政宗殿は気だるげに膝の上に肘をついており、目線を私に落とす。


「・・・急いていると思ったから、お前がこうして素直に足を留めるとは思わなかったぞ」

「フン。あの軍神が何を考えて兵を置いてるかなんぞこの際どうでもいい。・・・忘れねえモンだな。

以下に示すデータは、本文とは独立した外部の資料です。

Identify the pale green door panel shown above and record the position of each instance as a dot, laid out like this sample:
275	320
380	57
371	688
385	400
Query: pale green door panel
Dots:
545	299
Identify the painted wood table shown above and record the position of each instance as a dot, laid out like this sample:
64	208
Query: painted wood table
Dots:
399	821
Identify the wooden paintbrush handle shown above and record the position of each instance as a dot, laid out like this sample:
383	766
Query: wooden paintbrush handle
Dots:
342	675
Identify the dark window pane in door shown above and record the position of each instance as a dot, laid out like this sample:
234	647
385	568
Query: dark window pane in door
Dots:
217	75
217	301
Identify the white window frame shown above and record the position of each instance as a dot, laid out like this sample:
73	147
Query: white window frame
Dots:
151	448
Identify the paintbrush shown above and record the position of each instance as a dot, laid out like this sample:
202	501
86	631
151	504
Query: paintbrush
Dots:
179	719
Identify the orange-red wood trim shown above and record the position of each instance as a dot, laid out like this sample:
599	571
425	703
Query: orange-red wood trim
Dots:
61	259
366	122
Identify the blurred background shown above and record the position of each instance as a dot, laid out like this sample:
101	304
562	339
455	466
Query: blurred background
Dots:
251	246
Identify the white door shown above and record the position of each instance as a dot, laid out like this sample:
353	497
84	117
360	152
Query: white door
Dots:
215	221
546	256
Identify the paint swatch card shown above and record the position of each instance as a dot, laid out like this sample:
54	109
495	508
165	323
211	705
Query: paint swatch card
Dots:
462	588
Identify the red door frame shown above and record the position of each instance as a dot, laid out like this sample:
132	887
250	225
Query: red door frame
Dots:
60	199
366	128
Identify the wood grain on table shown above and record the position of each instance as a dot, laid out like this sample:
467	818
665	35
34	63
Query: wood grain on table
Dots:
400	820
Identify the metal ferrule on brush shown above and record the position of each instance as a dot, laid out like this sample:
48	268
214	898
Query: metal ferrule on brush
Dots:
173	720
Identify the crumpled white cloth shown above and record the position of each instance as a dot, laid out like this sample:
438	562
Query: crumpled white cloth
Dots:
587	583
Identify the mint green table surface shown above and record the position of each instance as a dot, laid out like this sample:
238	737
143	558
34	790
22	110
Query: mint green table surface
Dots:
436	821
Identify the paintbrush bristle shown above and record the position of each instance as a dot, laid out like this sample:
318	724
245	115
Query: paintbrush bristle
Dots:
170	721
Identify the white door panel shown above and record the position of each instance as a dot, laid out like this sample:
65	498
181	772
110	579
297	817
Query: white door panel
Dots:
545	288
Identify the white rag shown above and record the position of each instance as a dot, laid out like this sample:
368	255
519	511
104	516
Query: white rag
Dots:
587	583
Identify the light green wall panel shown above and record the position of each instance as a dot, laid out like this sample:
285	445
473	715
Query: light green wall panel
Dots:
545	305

ここは俺が奥州平定を遂げた戦場だった」


彼の目は、どこか遠くを見ていた。

思い入れのある戦場なのか。

・・・ここで奥州平定を成し遂げた。

それはめでたいことのはずだ。


・・・でも、政宗殿が考えていることは手に取るように分かった。

時折幸村様も、同じ目をすることがあるのだ。

仲間を犠牲にして戦に勝ち、その地と名声を受ける。
それは時に大きな疑問を感じてしまう。

そのことに、政宗殿も思いを巡らせているのだろう。


「・・・でも、今の奥州は政宗殿に守られている。豊臣からも守りきったのだ。・・・政宗殿は間違っていない」

「フッ・・・」

「なっ、何が可笑しいのだ」


すると政宗殿は私の髪に触れる。

思わず言葉を飲み込んでしまった。


「俺はまだ何も言ってねぇ。・・・先回りして頭ん中を読まれちまうとはな」


・・・っ・・・

そう言われて初めて、彼の心の内ばかりを考えていることに気づいた。